Submitted by Readers
Monsters and maidens, pirates and princesses, aliens and angels soon will descend upon the area with their sweet tooths bared.
These costumed visitors – attired in the trendiest, weirdest or cutest getups – will be knocking on neighborhood doors seeking treats of every type.
Our Janice Rainey has compiled an extensive list of communities and community centers that will hold trick-or-treat and the times of those events. Seemingly every municipality has set aside a couple of hours for trick-or-treating. That information has been published twice in The Tribune-Democrat, and it also is available on our website.
Many firefighters, civic groups and other volunteers will be patrolling area streets and neighborhoods to help keep children safe.
And although there have been no scares recently of pins, nails, razor blades or other hazards hidden in candy bars or fruit by sick individuals, parents must never become complacent when it comes to their children’s safety. We urge them to accompany their children on their candy-collecting rounds.
We also want to caution motorists to be more alert to trick-or-treaters when driving through residential areas.
In addition, the American Academy of Pediatrics offers the following tips:
-- Dress your child in a costume that is bright and reflective, and short enough to prevent tripping.
-- Consider nontoxic makeup and decorative hats instead of masks, which can limit or block vision.
-- Purchase only costumes and accessories that are flame retardant.
-- If a sword, cane or stick is part of your child’s costume, make sure it is not sharp or too long to prevent injury if your child stumbles or falls.
-- Give your child a flashlight with fresh batteries.

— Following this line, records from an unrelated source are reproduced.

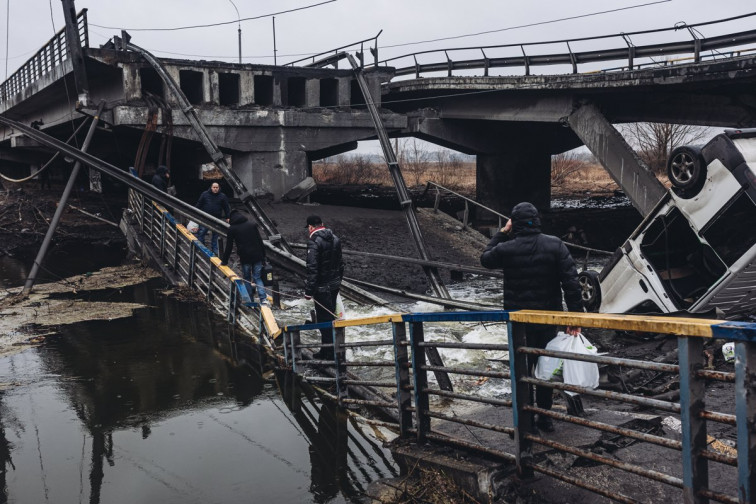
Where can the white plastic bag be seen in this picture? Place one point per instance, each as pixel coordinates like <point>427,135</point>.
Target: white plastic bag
<point>573,372</point>
<point>550,368</point>
<point>584,374</point>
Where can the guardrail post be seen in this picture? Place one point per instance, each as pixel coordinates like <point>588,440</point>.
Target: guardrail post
<point>692,391</point>
<point>401,365</point>
<point>521,396</point>
<point>417,337</point>
<point>231,316</point>
<point>745,412</point>
<point>339,352</point>
<point>192,263</point>
<point>163,221</point>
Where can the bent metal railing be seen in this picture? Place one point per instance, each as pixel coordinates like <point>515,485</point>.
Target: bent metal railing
<point>630,52</point>
<point>52,54</point>
<point>196,266</point>
<point>419,414</point>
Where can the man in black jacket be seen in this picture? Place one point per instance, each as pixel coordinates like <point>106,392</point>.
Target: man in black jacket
<point>251,251</point>
<point>214,202</point>
<point>537,267</point>
<point>325,268</point>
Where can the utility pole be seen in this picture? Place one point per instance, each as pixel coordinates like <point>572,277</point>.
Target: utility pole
<point>274,41</point>
<point>239,18</point>
<point>75,51</point>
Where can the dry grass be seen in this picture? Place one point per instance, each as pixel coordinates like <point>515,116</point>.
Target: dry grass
<point>579,177</point>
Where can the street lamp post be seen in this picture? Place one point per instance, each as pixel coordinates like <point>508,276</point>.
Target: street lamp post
<point>239,18</point>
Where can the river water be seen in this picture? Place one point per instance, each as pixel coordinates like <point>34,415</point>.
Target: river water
<point>171,406</point>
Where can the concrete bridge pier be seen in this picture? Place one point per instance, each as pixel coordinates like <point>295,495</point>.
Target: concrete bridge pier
<point>269,172</point>
<point>518,174</point>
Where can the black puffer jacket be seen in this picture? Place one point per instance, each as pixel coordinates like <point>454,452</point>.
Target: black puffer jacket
<point>325,266</point>
<point>537,267</point>
<point>249,245</point>
<point>214,204</point>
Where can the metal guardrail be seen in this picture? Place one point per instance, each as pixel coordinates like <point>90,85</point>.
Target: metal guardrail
<point>630,53</point>
<point>200,269</point>
<point>52,54</point>
<point>407,376</point>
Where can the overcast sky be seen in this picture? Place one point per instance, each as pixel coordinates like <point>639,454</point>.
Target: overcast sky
<point>406,24</point>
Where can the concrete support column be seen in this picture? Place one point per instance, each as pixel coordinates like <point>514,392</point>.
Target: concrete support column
<point>520,174</point>
<point>312,93</point>
<point>246,88</point>
<point>132,82</point>
<point>616,156</point>
<point>273,172</point>
<point>207,83</point>
<point>345,92</point>
<point>213,87</point>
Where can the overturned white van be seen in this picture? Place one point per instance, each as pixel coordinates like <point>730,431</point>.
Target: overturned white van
<point>696,251</point>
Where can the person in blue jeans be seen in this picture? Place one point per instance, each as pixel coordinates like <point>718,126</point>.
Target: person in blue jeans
<point>251,252</point>
<point>214,202</point>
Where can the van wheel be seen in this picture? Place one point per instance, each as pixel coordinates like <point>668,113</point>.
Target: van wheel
<point>590,290</point>
<point>686,171</point>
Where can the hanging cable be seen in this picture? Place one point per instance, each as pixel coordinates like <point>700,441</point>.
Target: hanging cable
<point>176,28</point>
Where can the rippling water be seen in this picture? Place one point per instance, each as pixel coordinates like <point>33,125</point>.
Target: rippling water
<point>170,406</point>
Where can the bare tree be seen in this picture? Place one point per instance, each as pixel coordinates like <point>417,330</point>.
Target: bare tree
<point>655,141</point>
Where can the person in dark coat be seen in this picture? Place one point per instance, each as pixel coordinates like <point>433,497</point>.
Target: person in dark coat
<point>537,268</point>
<point>325,268</point>
<point>251,251</point>
<point>161,178</point>
<point>214,202</point>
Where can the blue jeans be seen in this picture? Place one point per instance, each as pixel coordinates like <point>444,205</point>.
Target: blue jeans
<point>213,240</point>
<point>250,271</point>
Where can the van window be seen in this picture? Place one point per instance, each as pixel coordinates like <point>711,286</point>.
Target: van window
<point>686,266</point>
<point>731,233</point>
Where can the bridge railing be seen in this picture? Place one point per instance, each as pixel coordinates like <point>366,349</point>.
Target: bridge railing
<point>52,54</point>
<point>457,59</point>
<point>196,266</point>
<point>675,465</point>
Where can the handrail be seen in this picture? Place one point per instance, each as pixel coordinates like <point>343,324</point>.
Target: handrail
<point>631,52</point>
<point>514,431</point>
<point>52,54</point>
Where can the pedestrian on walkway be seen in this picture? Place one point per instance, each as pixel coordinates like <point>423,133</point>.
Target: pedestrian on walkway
<point>161,179</point>
<point>325,269</point>
<point>537,268</point>
<point>251,252</point>
<point>214,202</point>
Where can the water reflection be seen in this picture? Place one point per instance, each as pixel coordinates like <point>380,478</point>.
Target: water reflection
<point>170,405</point>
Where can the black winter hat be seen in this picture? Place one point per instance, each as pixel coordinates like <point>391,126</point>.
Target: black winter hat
<point>526,214</point>
<point>314,220</point>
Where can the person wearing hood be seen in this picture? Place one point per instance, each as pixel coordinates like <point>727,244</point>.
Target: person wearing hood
<point>251,252</point>
<point>325,268</point>
<point>214,202</point>
<point>537,267</point>
<point>161,178</point>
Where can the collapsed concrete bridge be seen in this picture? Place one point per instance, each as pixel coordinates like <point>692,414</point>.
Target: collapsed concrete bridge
<point>273,121</point>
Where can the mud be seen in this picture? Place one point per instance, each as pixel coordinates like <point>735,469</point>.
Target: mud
<point>26,320</point>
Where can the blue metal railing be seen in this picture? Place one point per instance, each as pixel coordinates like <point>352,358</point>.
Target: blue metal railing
<point>417,419</point>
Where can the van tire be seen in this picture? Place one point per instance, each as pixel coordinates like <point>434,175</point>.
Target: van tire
<point>590,290</point>
<point>686,170</point>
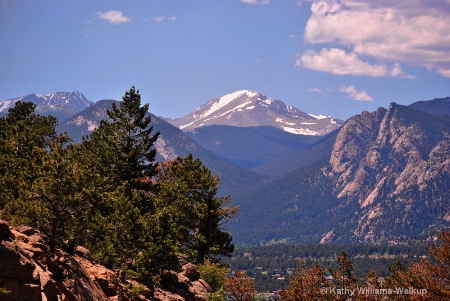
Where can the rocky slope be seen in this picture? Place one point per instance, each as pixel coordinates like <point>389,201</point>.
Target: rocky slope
<point>395,164</point>
<point>60,104</point>
<point>249,108</point>
<point>29,272</point>
<point>386,179</point>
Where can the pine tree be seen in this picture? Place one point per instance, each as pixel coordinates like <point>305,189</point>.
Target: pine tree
<point>24,140</point>
<point>124,144</point>
<point>241,287</point>
<point>187,189</point>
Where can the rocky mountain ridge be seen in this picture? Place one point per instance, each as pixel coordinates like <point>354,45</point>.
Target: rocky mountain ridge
<point>60,104</point>
<point>385,180</point>
<point>171,143</point>
<point>249,108</point>
<point>29,272</point>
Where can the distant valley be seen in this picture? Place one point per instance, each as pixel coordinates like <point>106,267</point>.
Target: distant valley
<point>381,176</point>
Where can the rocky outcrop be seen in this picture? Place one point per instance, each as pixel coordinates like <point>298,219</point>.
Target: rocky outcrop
<point>29,272</point>
<point>395,164</point>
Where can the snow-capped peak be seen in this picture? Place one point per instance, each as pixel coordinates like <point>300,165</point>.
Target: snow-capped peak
<point>249,108</point>
<point>226,100</point>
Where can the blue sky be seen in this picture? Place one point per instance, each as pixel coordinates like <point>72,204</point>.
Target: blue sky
<point>334,57</point>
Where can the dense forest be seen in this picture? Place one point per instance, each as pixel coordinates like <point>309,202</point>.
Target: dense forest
<point>272,267</point>
<point>108,194</point>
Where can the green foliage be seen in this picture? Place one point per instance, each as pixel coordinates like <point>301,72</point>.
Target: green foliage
<point>187,191</point>
<point>4,291</point>
<point>215,274</point>
<point>24,138</point>
<point>109,195</point>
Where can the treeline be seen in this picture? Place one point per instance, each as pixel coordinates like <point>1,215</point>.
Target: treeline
<point>427,279</point>
<point>272,266</point>
<point>108,194</point>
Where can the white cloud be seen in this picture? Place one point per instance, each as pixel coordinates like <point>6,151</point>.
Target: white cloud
<point>261,2</point>
<point>354,94</point>
<point>337,61</point>
<point>315,90</point>
<point>164,18</point>
<point>114,17</point>
<point>389,32</point>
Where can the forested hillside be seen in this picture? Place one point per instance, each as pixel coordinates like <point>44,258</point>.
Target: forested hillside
<point>109,195</point>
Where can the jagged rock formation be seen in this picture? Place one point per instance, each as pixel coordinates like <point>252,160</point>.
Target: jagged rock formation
<point>386,180</point>
<point>396,164</point>
<point>60,104</point>
<point>29,272</point>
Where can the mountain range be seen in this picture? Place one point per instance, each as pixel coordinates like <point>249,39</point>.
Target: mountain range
<point>385,180</point>
<point>249,108</point>
<point>60,104</point>
<point>382,176</point>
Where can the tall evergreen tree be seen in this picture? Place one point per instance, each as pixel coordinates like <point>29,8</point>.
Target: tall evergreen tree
<point>188,190</point>
<point>24,141</point>
<point>124,144</point>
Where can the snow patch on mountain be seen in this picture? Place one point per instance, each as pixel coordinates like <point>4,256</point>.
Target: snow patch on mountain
<point>319,117</point>
<point>249,108</point>
<point>225,100</point>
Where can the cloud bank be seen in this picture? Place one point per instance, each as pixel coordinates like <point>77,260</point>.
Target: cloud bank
<point>354,94</point>
<point>114,17</point>
<point>261,2</point>
<point>378,36</point>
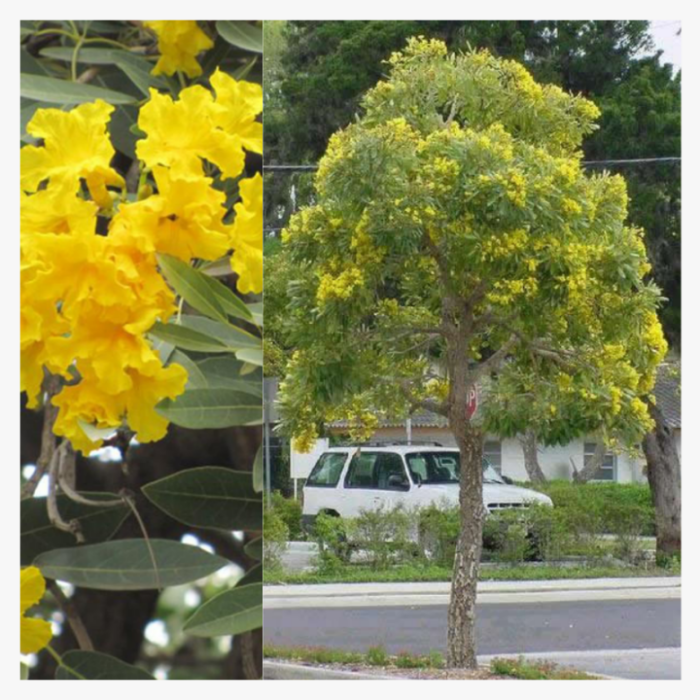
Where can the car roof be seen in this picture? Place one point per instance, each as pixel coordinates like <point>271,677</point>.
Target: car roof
<point>401,449</point>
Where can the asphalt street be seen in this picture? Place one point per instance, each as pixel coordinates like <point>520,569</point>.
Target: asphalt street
<point>612,633</point>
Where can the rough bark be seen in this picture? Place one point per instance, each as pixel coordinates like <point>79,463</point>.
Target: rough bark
<point>664,475</point>
<point>461,616</point>
<point>528,442</point>
<point>115,621</point>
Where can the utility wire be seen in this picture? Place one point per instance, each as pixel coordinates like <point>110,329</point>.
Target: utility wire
<point>611,161</point>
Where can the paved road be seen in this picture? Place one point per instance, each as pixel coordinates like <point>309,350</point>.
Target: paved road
<point>610,626</point>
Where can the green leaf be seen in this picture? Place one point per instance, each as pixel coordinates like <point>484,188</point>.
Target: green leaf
<point>64,92</point>
<point>94,666</point>
<point>253,356</point>
<point>245,36</point>
<point>212,408</point>
<point>243,71</point>
<point>254,575</point>
<point>229,302</point>
<point>254,548</point>
<point>258,471</point>
<point>186,338</point>
<point>233,337</point>
<point>126,565</point>
<point>38,535</point>
<point>224,373</point>
<point>257,311</point>
<point>192,286</point>
<point>231,612</point>
<point>213,497</point>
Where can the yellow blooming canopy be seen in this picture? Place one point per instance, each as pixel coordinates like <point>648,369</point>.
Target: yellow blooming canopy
<point>196,127</point>
<point>34,634</point>
<point>180,42</point>
<point>247,237</point>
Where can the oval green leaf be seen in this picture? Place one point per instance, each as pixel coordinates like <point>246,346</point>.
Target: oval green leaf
<point>38,535</point>
<point>212,408</point>
<point>212,497</point>
<point>64,92</point>
<point>192,286</point>
<point>245,36</point>
<point>231,612</point>
<point>126,565</point>
<point>95,666</point>
<point>233,337</point>
<point>254,548</point>
<point>186,338</point>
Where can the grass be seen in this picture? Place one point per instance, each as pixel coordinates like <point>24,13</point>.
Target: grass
<point>536,671</point>
<point>377,657</point>
<point>407,574</point>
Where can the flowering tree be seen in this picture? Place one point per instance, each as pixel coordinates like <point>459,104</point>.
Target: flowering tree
<point>456,242</point>
<point>125,327</point>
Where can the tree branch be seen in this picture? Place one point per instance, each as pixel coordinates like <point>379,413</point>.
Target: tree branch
<point>71,612</point>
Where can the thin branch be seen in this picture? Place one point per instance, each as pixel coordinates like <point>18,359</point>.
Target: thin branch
<point>71,612</point>
<point>492,363</point>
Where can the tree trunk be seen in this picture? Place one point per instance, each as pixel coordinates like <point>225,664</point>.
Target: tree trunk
<point>532,465</point>
<point>664,474</point>
<point>461,616</point>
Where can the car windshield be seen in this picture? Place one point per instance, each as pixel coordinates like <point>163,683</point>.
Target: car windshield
<point>443,468</point>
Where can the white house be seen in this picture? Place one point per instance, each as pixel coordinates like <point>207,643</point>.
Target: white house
<point>506,455</point>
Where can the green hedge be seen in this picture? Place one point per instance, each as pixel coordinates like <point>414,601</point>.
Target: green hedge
<point>609,503</point>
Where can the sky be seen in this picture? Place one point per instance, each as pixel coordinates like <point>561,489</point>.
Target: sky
<point>666,38</point>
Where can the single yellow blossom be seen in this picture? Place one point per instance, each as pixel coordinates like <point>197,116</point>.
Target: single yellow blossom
<point>35,634</point>
<point>179,42</point>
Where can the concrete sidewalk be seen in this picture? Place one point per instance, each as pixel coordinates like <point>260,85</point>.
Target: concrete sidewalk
<point>344,595</point>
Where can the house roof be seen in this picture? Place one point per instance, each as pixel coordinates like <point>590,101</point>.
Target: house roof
<point>668,393</point>
<point>666,390</point>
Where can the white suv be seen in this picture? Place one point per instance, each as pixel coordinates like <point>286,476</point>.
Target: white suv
<point>346,480</point>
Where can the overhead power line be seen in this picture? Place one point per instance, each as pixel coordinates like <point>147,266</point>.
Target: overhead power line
<point>611,161</point>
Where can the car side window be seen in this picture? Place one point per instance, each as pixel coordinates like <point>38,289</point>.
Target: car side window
<point>377,470</point>
<point>327,470</point>
<point>361,471</point>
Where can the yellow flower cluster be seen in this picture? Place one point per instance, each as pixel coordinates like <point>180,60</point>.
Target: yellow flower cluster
<point>87,299</point>
<point>91,288</point>
<point>337,287</point>
<point>35,634</point>
<point>179,42</point>
<point>419,46</point>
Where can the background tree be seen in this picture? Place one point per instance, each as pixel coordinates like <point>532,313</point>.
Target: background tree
<point>332,63</point>
<point>324,68</point>
<point>455,241</point>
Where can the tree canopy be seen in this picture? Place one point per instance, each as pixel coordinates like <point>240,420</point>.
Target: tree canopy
<point>326,67</point>
<point>455,239</point>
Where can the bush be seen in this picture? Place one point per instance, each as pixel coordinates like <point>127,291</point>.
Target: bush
<point>275,536</point>
<point>377,656</point>
<point>438,530</point>
<point>595,505</point>
<point>384,535</point>
<point>290,511</point>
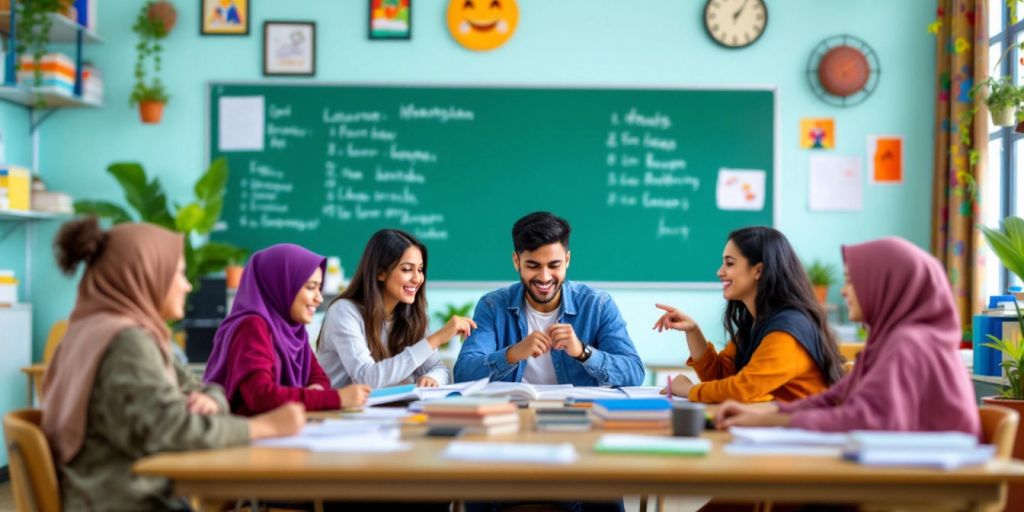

-- If your children are old enough, consider having them carry cellphones in case of an accident or they get
-- Homeowners should keep their porches and yards free of tripping hazards, such as garden hoses, toys, bicycles or lawn decorations.
-- Homeowners also should restrain pets so they don’t jump on or bite trick-or-treaters.
-- Only visit homes that have a porch light on.
-- Never enter a home or vehicle for a treat.
-- Stay in a group and communicate where the group is going next.
-- Remain on well-lit streets and always cross at intersections and never from between parked vehicles.
Parents also may want to consider offering nonfood treats such as coloring books, pens or colored pencils.
And they should insist that they check their child’s haul and throw away any spoiled, unwrapped or suspicious items.
And above all, have a frightfully safe and happy Halloween.